Two catalysts for AXON shares we are watching this week are quarterly results from competitor Motorola Solutions  (MSI) , what it says about the outlook for public safety spending, AI adoption, and its backlog or future contracted bookings.

The second is the level of short interest in AXON shares exiting January, which Nasdaq should update after Wednesday’s market close. The most recent figure stood at 54.65 million shares as of January 15.

Microsoft

We’ll be eyeing similar short interest figures for Microsoft as well, but our move to acquire the shares is tied more to rising AI and cloud adoption, and the company’s position with Azure. Like Amazon  (AMZN)  and other hyperscalers, Microsoft is adding capacity at a brisk pace, and that is hampering margins near-term, but we have seen those margins rebound in the past as that capacity is digested.

Some time ago, we pointed out that Microsoft today is very different than it was decades ago. Roughly two-thirds of its revenue is now cloud-related, and as we saw in the December quarter, that was the driving force behind its reported revenue and related growth. While MSFT shares have been pulled lower amid AI and software concerns, AI adoption and usage are propelling the company’s Azure/cloud business forward. Even if we back out the $250 billion in RPOs tied to OpenAI, exiting December, Microsoft’s remaining $375 million in RPOs rose 25% year over year.

Tying this back to one of the key things we are watching when it comes to AI, so long as the incremental growth rate for adoption and usage is rising, it should translate into a tailwind for AI and cloud capacity. That goes for Microsoft, but also for Amazon and Google  (GOOGL) .

Of those three, the Portfolio’s smallest position is MSFT shares, which is why we are making this latest move, which will increase the position size to just below that of AMZN. If the positions were reversed, we would likely be adding AMZN shares instead, given our comments above and the oversold condition in those shares. For folks who are underweight AMZN shares, we see current levels as a good place to pick up some shares.

In terms of GOOGL shares, given the Portfolio’s position size of just over 4%, we’re not inclined to pick more up, especially when we look at our aggregate exposure. We will continue to look for entry points for folks who are underweight in the shares.

On Palantir and ServiceNow

In terms of our shopping list, we continue to keep a close watch on ServiceNow  (NOW)  and Palantir  (PLTR) , but we are also balancing that against other opportunities outside of Tech.

We continue to see both as well-positioned to benefit from AI adoption in the enterprise, and with that in mind, we’ll note ServiceNow’s relationships with both Anthropic and OpenAI, as well as the continued headwind of enterprise AI adoption that is siloed data.
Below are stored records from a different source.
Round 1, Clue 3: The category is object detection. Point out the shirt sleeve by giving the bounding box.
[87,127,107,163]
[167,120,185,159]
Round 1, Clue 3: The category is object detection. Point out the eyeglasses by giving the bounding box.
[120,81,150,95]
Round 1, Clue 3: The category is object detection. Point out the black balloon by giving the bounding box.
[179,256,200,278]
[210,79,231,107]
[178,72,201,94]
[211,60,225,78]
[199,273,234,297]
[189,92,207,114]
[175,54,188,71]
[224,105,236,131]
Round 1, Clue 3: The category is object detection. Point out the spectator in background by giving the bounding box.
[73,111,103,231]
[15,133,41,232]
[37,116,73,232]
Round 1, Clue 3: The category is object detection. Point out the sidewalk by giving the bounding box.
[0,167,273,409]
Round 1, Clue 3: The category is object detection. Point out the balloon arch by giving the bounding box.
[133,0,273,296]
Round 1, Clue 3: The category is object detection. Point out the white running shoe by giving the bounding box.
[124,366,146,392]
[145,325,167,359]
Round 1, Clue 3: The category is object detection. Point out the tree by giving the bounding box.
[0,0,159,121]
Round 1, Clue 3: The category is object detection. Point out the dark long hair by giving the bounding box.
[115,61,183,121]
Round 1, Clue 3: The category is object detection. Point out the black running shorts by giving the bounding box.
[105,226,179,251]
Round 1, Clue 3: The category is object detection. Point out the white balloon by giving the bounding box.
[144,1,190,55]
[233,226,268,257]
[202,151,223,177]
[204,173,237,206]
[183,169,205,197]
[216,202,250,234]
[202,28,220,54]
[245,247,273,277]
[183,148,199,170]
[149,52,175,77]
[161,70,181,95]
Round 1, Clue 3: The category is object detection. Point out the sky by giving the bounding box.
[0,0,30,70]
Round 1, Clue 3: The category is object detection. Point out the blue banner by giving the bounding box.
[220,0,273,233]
That pain point benefits Palantir’s business as well. 

Just because we are inclined to remain shareholders doesn’t mean we are ruling out taking advantage of the hefty pullbacks in those stocks. As we collect more data points, including mid-quarter updates at upcoming investor conferences, we’ll continue to evaluate that option.

In contemplating our next moves, we will keep a close watch on current holdings that have run considerably of late, moved past a 4% position size, and have entered an overbought condition. As Bob Lang has said many times, "no one ever went broke taking a profit."

(Please note that we are looking to execute these trades at or near the share price mentioned above. Once the trade is completed, subscribers can see the trade's executed price here. Be sure to toggle the chart to sort by Purchase Date.)

At the time of publication, TheStreet Pro Portfolio was long AXON, MSFT, AMZN, GOOGL, PLTR, and NOW.